If you’re anything like us, you’ll want to keep your beautifully crafted camera roll or your high profile contact list. Apple or Android, here’s how to back up your smartphone!
If you have an iPhone
If you’re an iOS user, you’re in luck. There are multiple ways for you to back your contacts, settings, photos, app downloads and more using iCloud and iTunes. However, these do come with limitations such as the fact that your iCloud account on your iPhone only comes with 5GB of free storage. You’ll have to pay (in American dollars, that is) for more. With iTunes, your limitation is the fact that you will most likely need a computer or laptop to complete the backing-up process. Nevertheless, make use of the below steps.
1. Connect your device to a Wi-Fi network.
2.Tap Settings > iCloud > Backup.
3. Turn on iCloud Backup if it isn’t already turned on.
4. Make sure you are on a WiFi connection and tap Back Up Now
5. Check your backup by tapping Settings > iCloud > Storage > Manage Storage, and then select your device.
Apple offers more iCloud storage, such as 50GB for $1 per month, 200GB for $3 or $10 for 1TB. It may not sound like much of an expense, however, there are other ways to backup your photos and videos without paying a monthly fee (See Google Photos below). Remember, it is vital that you are connected to WiFi during the backing up process, otherwise you can kiss your monthly data goodbye!

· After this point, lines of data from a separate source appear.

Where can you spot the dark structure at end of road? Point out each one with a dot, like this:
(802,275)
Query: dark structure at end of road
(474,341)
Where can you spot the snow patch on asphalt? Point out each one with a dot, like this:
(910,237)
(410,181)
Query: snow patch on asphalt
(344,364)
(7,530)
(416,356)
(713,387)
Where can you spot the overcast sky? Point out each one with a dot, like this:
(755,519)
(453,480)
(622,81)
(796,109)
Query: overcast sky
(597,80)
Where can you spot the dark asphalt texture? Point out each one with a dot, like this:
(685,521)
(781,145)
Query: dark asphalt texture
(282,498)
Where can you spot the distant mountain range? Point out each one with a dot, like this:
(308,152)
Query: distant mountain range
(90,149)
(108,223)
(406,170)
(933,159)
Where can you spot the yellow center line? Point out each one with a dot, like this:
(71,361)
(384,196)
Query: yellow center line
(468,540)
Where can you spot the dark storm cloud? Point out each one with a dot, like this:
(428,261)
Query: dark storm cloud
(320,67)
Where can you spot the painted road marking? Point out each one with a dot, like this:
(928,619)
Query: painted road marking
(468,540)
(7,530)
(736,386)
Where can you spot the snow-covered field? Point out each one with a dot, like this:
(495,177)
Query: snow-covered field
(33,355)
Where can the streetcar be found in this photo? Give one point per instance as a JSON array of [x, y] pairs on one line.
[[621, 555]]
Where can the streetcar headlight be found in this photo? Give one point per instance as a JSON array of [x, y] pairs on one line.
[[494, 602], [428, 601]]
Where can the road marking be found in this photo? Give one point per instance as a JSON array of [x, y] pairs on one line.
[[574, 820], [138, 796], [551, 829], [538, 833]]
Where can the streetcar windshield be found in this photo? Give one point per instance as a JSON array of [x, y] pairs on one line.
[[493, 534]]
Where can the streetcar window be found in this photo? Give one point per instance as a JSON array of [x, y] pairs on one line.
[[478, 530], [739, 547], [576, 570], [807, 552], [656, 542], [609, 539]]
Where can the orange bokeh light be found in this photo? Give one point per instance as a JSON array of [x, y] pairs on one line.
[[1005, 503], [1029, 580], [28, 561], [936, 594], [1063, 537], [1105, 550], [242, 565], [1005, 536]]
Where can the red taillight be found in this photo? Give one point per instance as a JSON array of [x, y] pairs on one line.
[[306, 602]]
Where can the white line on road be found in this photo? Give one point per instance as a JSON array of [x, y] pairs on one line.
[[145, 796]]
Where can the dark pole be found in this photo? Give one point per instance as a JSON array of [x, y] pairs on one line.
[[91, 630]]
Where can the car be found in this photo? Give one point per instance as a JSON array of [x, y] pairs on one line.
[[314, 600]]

Backing up via iTunes means you’ll need a Mac or PC and a USB cable to connect to your iPhone. Sounds like a but of a mission, huh? Your computer needs to already have iTunes on it for this to work, and if not, it takes about 500 MB of your WiFI to download.
Follow the below steps:
1. Open iTunes on your PC
2. Connect your iPhone to it using a USB cable
3. Click File > Devices > Backup
Using this method backs up your videos, photos, contacts, text messages and app data, however, it’s definitely not as seamless as doing it all on your phone.
Google Photos (applicable to both Apple and Android)

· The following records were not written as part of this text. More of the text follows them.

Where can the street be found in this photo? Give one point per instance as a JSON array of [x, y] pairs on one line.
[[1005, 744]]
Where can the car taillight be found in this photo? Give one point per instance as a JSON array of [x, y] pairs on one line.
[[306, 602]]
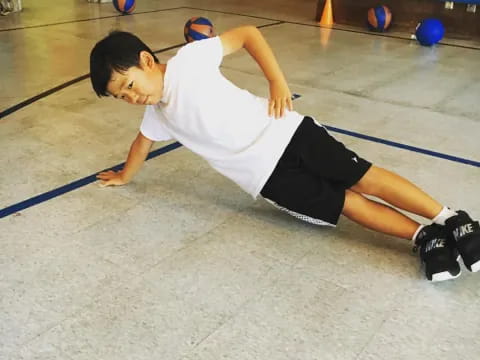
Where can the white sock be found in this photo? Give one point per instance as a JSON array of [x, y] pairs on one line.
[[443, 215], [416, 233]]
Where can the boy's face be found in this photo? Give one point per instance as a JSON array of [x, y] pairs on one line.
[[141, 85]]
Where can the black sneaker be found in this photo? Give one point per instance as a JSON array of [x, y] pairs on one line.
[[437, 253], [466, 234]]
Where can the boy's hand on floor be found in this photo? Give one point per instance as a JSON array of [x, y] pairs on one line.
[[280, 98], [111, 178]]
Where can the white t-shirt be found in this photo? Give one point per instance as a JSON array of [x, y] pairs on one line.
[[208, 114]]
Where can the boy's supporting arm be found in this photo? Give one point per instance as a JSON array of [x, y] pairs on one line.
[[250, 38], [136, 157]]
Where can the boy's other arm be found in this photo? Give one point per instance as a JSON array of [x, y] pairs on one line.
[[136, 157], [250, 38]]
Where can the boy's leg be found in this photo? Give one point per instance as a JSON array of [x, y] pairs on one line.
[[377, 216], [398, 192], [436, 250]]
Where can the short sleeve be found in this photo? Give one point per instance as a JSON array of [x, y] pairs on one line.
[[203, 54], [151, 127]]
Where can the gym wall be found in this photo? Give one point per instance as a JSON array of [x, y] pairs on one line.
[[459, 23]]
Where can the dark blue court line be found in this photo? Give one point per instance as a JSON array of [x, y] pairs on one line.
[[92, 178], [75, 185], [404, 146]]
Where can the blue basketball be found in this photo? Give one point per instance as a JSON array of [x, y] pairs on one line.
[[198, 28], [429, 32]]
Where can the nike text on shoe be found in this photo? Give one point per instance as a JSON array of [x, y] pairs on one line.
[[466, 234], [437, 253]]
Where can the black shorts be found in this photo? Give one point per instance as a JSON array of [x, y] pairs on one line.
[[311, 177]]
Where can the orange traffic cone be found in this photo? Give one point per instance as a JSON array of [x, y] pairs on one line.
[[327, 15]]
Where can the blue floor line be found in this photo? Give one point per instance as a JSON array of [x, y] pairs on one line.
[[92, 178]]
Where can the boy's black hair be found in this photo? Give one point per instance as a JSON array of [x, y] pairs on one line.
[[118, 51]]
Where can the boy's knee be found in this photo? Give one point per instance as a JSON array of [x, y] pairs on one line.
[[371, 182]]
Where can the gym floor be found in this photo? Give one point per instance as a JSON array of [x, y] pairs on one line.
[[181, 264]]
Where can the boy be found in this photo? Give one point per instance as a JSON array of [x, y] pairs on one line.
[[266, 147]]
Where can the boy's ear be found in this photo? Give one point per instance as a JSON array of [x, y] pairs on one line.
[[146, 60]]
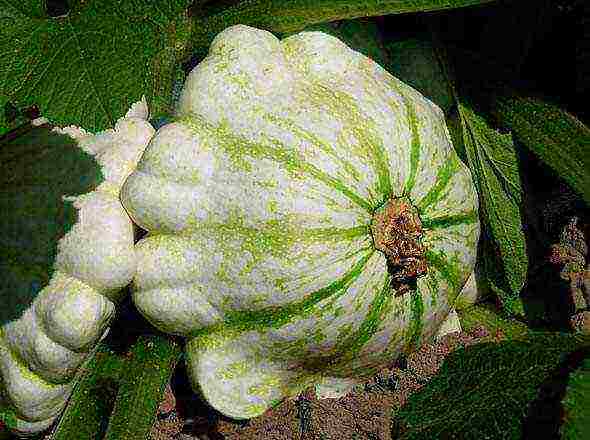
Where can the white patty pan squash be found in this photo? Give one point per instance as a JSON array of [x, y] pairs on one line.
[[308, 218], [75, 279]]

One of the biggest things on your phone that takes up the most amount of storage are your photos and videos. So why pay for more storage or mission to use your laptop when you can use Google Photos? The app is free to download and operates well on both iOS and Android. For iPhone users, download the version titled “Google Photos iOS”, however, the process is exactly the same for both operating systems, except you won’t need to do the third step if you’re on Android:
1. Tap the icon in the top left corner with the 3 lines
2. Choose Settings > Backup & Sync > ON
3. Go to your phone’s actual Settings > Privacy > Photos and turn on “Google Photos” to allow the app to have access to your camera roll
Don’t forget – you will need to be connected to WiFi when you upload all of your content to Google Photos, as the uploading process will certainly take a chunk of your data! What’s cool about once you’ve backed up your media to Google Photos is that once you take a new photo, it is automatically uploaded and stored with the rest of your photos and videos.

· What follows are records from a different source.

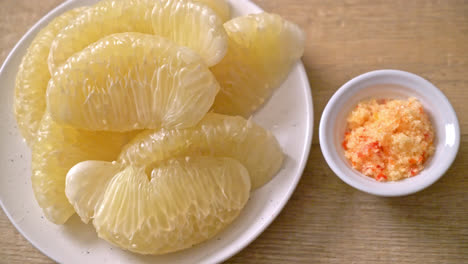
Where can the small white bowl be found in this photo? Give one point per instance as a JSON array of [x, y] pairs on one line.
[[389, 84]]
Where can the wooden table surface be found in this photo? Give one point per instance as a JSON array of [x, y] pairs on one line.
[[327, 221]]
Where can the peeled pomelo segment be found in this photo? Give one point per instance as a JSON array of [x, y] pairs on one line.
[[57, 149], [86, 183], [32, 77], [102, 19], [182, 202], [221, 7], [262, 48], [131, 81], [116, 16], [215, 135], [192, 25]]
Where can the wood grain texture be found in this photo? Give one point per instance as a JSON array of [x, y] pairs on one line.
[[327, 221]]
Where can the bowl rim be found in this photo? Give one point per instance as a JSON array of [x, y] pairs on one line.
[[350, 87]]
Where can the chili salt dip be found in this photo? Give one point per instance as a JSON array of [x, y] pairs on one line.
[[389, 140]]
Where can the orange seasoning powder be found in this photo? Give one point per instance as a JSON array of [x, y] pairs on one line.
[[389, 140]]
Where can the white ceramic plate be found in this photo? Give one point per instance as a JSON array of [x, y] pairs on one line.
[[288, 114]]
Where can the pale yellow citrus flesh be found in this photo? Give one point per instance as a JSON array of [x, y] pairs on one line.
[[191, 25], [32, 77], [58, 148], [130, 81], [221, 8], [216, 135], [178, 204], [262, 48], [117, 16]]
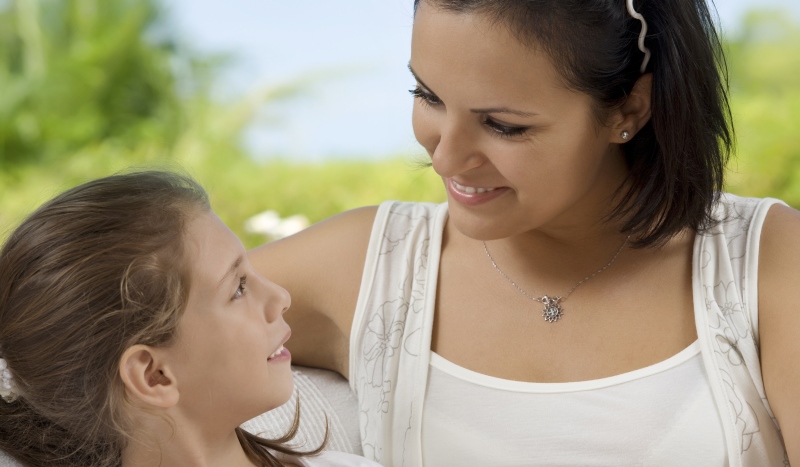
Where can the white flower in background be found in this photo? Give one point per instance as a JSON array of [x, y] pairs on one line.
[[270, 224]]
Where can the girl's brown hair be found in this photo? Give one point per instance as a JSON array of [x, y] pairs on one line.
[[92, 272]]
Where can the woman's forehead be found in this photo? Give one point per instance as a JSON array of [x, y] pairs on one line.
[[469, 52]]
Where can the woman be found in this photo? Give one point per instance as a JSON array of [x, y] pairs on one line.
[[586, 296], [134, 332]]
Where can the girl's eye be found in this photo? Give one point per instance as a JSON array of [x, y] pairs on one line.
[[241, 290], [425, 97], [504, 131]]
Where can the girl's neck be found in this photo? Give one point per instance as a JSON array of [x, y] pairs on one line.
[[184, 447]]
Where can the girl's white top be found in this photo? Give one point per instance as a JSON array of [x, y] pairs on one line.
[[390, 357], [328, 459]]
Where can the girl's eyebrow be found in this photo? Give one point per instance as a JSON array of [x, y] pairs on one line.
[[492, 110], [234, 267]]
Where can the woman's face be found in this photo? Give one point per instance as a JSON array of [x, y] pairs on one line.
[[231, 365], [517, 150]]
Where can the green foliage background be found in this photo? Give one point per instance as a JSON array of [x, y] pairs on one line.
[[92, 87]]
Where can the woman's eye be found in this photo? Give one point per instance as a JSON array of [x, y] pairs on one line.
[[242, 289], [425, 97], [504, 131]]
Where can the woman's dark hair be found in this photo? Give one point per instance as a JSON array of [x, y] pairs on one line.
[[92, 272], [677, 160]]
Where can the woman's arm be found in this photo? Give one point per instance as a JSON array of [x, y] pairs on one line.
[[779, 320], [321, 267]]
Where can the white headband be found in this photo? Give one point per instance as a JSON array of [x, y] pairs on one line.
[[642, 35], [7, 386]]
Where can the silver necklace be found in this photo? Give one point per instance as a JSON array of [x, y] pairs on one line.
[[552, 305]]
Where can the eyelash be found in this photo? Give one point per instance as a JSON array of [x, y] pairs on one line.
[[501, 131], [242, 290]]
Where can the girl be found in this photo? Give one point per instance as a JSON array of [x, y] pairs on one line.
[[135, 332], [587, 296]]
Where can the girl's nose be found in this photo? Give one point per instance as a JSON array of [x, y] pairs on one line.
[[277, 300]]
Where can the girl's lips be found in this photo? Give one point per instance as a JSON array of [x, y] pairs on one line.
[[472, 199], [283, 356]]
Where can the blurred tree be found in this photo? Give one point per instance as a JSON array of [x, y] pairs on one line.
[[80, 72], [764, 63]]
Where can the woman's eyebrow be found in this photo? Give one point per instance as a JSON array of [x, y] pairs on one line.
[[492, 110], [419, 80]]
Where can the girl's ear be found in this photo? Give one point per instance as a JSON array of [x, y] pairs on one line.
[[635, 112], [147, 377]]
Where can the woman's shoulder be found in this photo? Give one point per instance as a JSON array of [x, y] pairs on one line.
[[779, 317]]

If you have an Android phone
Remember, you can use Google Photos to backup and store your photos and videos, but your data and settings will need a separate process found in your Settings.
Simply go to Settings > System > Advanced > Backup, then turn on your backup service, which is often Google Drive for Android phones. Your Drive will store:
1. Contacts, calendar
2. WiFi networks and passwords
4. Gmail settings
5, Language, display, time and date
6. Apps and data for apps not made by Google
When you think of what is most important to you on your smartphone, make sure you’ve backed it up using the above steps. After all, living through our smartphones is never 100 percent reliable!